Silvano non aggiunse altro ed aspettò in silenzio che il catorcio si fermasse proprio affianco a noi.
Qualche secondo dopo la porta si aprì e con un balzo ed un sorriso beffardo, scese Tony.
“Ciao, pivelli!”
Io e Silvano rimanemmo entrambi a bocca aperta. Lui per lo stupore di rivedere il nano dopo molti anni, io per come si era conciato. Tony aprì le braccia radioso in direzione del Boa.
“Beh, Silvano. Non saluti il tuo amico Tony?”
“Beata Vergine. Tony! Amico mio, dopo tanti anni. Come fai a conoscere Carlito?”
Stretto nella morsa di quell’abbraccio infinito, il nano si spazientì subito.
“Ok, ok. Ma adesso smettila di abbracciarmi bestione. Non siamo mica due froci, almeno non io. Dai mollami, ho una reputazione da difendere”.
Le piccole mani di Tony cominciarono a pugnare la schiena del Boa fino a quando lui non mollò la presa.
“Ma cosa ci fai qui? Era dai tempi delle messe assieme che non ti vedevo!”
“Adesso basta,” sbottò il nano mettendo mano al calcio del cannone cromato. “Non è il momento delle lacrime, dei pompini e dei vecchi tempi. Saliamo in macchina e andiamo a fare il nostro lavoro”.
“Macchina?” lo stuzzicai io. “Non vedo nessuna macchina.”
“Maledetti pivelli ritardati. Volevate andare a fare una strage con una macchina presa a noleggio. Cosa avreste raccontato riconsegnandola piena di buchi di pistola? Che non vi eravate accorti che qualcuno vi aveva sparato? Invece nessuno può immaginare che la morte arrivi in Sulky! E adesso andiamo a distribuire un po’ di sani confetti di piombo”.
Il trabiccolo color merda di cane aveva la guida centrale a manubrio e, visto che io e Silvano occupavamo da soli l’intera lunghezza della panca del triciclo, il nano per guidare fu costretto a salire in braccio nostro.
“E fatemi un po’ di spazio, razza di impiastri!

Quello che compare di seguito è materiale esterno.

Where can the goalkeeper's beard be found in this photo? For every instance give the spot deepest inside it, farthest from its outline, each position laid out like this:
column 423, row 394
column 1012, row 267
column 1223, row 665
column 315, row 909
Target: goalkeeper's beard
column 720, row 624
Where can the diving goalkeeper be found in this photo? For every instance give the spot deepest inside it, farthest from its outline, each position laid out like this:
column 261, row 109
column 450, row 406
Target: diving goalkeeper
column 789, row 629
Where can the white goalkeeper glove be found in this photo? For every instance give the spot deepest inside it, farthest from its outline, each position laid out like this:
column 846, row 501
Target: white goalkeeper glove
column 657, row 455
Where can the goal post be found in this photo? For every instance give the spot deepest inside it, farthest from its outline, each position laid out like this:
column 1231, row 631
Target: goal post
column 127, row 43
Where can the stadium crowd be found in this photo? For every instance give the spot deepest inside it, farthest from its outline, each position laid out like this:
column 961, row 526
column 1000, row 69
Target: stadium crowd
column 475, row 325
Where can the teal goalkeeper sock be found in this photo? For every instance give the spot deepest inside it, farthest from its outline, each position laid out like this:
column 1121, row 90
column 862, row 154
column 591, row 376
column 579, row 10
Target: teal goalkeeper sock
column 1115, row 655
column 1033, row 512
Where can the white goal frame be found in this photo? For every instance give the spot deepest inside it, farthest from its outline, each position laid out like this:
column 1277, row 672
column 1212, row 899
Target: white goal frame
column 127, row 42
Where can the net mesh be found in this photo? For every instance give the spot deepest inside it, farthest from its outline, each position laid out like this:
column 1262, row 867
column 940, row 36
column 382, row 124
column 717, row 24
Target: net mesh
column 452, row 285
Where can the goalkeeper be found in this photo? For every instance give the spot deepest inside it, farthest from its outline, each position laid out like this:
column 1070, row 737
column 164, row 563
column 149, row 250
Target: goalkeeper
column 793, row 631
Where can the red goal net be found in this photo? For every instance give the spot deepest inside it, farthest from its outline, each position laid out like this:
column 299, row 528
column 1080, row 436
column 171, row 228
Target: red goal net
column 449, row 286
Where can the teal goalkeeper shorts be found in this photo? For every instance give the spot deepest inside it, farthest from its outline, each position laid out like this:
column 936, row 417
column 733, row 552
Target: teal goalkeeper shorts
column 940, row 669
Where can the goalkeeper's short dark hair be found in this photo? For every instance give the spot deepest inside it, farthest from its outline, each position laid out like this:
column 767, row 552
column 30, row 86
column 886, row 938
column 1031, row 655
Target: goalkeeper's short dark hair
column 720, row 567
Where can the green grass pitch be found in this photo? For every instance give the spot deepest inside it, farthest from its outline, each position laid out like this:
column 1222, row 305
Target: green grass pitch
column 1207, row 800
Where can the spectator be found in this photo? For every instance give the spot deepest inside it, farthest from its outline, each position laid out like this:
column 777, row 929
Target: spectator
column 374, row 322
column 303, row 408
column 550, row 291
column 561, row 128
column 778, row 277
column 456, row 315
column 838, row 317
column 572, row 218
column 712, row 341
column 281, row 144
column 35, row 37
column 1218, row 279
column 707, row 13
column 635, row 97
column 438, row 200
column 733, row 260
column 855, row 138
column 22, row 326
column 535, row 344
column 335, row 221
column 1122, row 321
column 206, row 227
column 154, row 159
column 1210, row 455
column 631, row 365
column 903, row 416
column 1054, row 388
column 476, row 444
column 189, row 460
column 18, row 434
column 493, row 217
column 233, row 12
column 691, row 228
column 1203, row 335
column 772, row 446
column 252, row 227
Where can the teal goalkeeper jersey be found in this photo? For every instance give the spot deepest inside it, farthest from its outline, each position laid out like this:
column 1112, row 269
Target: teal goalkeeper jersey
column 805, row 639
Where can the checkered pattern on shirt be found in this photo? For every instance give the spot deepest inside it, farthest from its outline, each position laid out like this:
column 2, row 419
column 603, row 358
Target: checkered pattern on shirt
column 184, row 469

Maledetti pivelli!”
Il motore dopo qualche rantolo si riavviò ed dopo aver ingranato la prima il Sulky fece uno stanco balzo in avanti, quindí con fatica, molta fatica, si mosse.

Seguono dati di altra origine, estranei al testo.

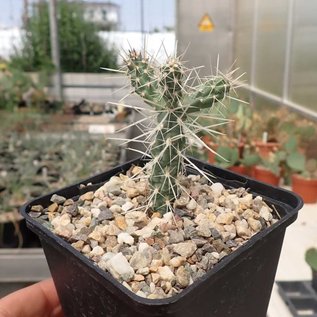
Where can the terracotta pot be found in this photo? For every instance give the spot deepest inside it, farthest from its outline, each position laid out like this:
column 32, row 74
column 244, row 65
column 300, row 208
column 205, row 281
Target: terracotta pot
column 239, row 169
column 262, row 174
column 306, row 188
column 266, row 148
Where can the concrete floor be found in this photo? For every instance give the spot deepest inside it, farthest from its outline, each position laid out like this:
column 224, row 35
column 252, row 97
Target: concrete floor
column 300, row 236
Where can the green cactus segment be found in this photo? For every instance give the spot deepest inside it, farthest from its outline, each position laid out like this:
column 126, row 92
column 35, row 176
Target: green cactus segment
column 163, row 88
column 167, row 162
column 143, row 78
column 211, row 91
column 311, row 258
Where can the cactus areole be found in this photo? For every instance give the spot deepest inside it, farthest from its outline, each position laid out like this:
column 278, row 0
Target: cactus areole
column 164, row 87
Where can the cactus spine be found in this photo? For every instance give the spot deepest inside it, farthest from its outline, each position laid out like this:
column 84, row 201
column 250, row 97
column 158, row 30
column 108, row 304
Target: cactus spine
column 164, row 88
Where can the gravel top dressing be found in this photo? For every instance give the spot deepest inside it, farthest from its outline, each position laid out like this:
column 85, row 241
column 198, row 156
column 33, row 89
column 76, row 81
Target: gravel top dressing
column 154, row 255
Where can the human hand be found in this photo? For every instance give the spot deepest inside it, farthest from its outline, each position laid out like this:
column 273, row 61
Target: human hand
column 38, row 300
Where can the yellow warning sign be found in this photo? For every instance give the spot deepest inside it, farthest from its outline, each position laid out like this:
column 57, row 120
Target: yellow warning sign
column 206, row 24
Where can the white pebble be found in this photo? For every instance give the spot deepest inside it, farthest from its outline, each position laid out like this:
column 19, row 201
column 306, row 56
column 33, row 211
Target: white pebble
column 124, row 237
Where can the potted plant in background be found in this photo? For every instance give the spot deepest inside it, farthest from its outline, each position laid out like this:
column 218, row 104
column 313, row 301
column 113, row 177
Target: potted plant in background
column 229, row 157
column 268, row 170
column 311, row 259
column 165, row 227
column 304, row 177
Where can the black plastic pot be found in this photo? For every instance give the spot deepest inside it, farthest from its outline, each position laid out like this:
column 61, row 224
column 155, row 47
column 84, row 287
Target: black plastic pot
column 239, row 286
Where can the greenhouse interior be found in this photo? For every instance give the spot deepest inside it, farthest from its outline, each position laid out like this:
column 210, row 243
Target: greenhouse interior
column 158, row 158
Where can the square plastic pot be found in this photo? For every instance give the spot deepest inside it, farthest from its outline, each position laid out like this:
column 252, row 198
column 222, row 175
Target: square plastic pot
column 240, row 285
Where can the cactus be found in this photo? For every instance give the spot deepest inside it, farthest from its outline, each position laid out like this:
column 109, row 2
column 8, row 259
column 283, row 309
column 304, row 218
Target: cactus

Affrontare il cavalcavia della stazione fu quasi un’impresa. Fortuna volle che trovammo il semaforo verde in Piazza Mazzini. Quello ci consentì di lanciarci ad affrontare la salita a quasi cinquanta all’ora. A metà strada avevamo già perso quasi la totalità della spinta e, verso la cima, ci ritrovammo quasi immobili. Il nano scalò in prima ed affrontò gli ultimi metri con il motore fuori giri. L’interno dell’abitacolo sembrava la sala macchine del Titanic. Finalmente cominciò la discesa ed il nano ingranò la terza, cioè la marcia più alta. Prima scendemmo per inerzia, poi guadagnammo velocità. Entrammo nella curva che porta al quartiere Arcella come una meteora. Le piccole ruote del sulky non riuscirono a tenere la strada, così, un po’ per volta andammo alla deriva verso sinistra, invadendo la carreggiata opposta. Quando ci ritrovammo
quasi a baciare due anziani alla guida di una Panda che proveniva dalla parte opposta alla nostra, Tony non poté fare altro che allargare ancora la traiettoria, finendo quasi addosso al marciapiede.
Davanti a noi ci ritrovammo parecchie persone ferme in coda ad aspettare di entrare al cinema Astra per lo spettacolo di mezzanotte. Erano talmente tante che molte di loro erano state costrette a stare giù dal marciapiede. In un attimo si volatilizzarono tutte fra urla di terrore e bestemmie decisamente colorite.
Riuscii ad intravvedere il mezzo busto di una ragazza sfilare a pochi centimetri dal mio finestrino. Aveva gli occhi grandi come due piattini da caffè e la bocca simile a quella del celebre urlo di Munch. Fu solo un breve istante, poi non vidi altro.
Lentamente riuscimmo a riguadagnare la corsia di destra.
“Mi dispiace per i tuoi pantaloni Carlito” disse il Boa con voce simile ad un primo soprano della Scala di Milano. “Prima erano fumo di Londra, ora sono merda di Padova. Temo che li dovrai buttare”.